A WELL-KNOWN American basketball player has been sentenced to 10 years in jail for using, importing and selling marijuana to US Navy personnel.
Yesterday, the High Criminal Court fined him BD5,000, and ruled to deport the two-metre-tall athlete after completing his sentence.
The athlete’s Eritrean co-defendant, who was accused of supplying him with the addresses of Fifth Fleet base residents, was acquitted of all narcotic trading charges.
“The court finds that the evidence is not sufficient to convict the second defendant (Eritrean woman),” verdict documents read.
“She has maintained her innocence throughout all stages of the case, including Public Prosecution hearings and police investigations.
“A conviction must be built on a certainty that a defendant did commit the crime and not on the possibility that they may have committed it.”
Prosecutors had accused the 37-year-old of ordering a drug shipment to an address on the base belonging to a naval officer, which they claimed was supplied to him by the 44-year-old Eritrean.
Although the American co-defendant denied selling marijuana, he did admit giving it to friends and acquaintances in return for help with personal matters.
Court documents said that police found marijuana paraphernalia in his apartment, including a pipe and cigarette rolling paper and that traces of the narcotic were detected in his urine sample.
WhatsApp conversations between the defendant and his drugs-using clientele were also reportedly found on his phone.
The female defendant’s lawyer Abdulaziz Al Moosa successfully argued that she had no involvement in the man’s activities and that she was a well-respected hotel manager.

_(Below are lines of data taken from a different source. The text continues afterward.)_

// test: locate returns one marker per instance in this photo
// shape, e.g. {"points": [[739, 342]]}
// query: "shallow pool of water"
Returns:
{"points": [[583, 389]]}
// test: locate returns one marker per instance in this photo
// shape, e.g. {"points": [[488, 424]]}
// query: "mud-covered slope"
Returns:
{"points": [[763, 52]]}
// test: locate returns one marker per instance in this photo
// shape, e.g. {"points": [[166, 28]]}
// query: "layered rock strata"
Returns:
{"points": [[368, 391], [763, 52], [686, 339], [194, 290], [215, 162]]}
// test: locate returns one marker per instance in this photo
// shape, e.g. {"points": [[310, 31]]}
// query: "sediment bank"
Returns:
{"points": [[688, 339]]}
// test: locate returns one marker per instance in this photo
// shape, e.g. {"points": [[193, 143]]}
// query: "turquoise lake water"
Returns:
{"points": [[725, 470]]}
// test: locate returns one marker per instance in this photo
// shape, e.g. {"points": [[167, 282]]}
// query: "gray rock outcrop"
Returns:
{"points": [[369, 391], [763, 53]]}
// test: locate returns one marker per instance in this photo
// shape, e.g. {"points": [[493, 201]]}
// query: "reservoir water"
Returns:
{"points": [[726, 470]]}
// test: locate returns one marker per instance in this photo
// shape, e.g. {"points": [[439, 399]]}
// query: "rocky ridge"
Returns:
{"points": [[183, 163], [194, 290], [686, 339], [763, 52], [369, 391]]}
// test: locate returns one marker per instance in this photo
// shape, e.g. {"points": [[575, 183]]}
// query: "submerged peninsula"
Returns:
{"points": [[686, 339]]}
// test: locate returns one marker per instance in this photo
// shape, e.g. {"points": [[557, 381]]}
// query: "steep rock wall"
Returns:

“My client is paid BD500-a-month, she does not need to resort to selling drugs to make money,” he previously told judges.
The American’s lawyer, Alya Al Zeera, insisted that he was ‘set up’ by the Fifth Fleet. The court earlier heard her claims that the US Navy ‘used promises and intimidation’ to make her client take the blame for the incident in order to protect the serviceman to whom the package was addressed.
She also alleged that the prosecution’s account of the incident was entirely based on information provided to them by the base’s Naval Criminal Investigative Service (NCIS).
Ms Al Zeera further accused the prosecution of ‘inserting’ words into translations of the text conversations, which the judge responded were explanations to code words referring to different kinds of hashish.
The Public Prosecution earlier submitted a formal request to judges that the defendants should receive the maximum possible penalty, describing them as ‘the reason our Bahraini youth have been corrupted with the poisons of drugs.’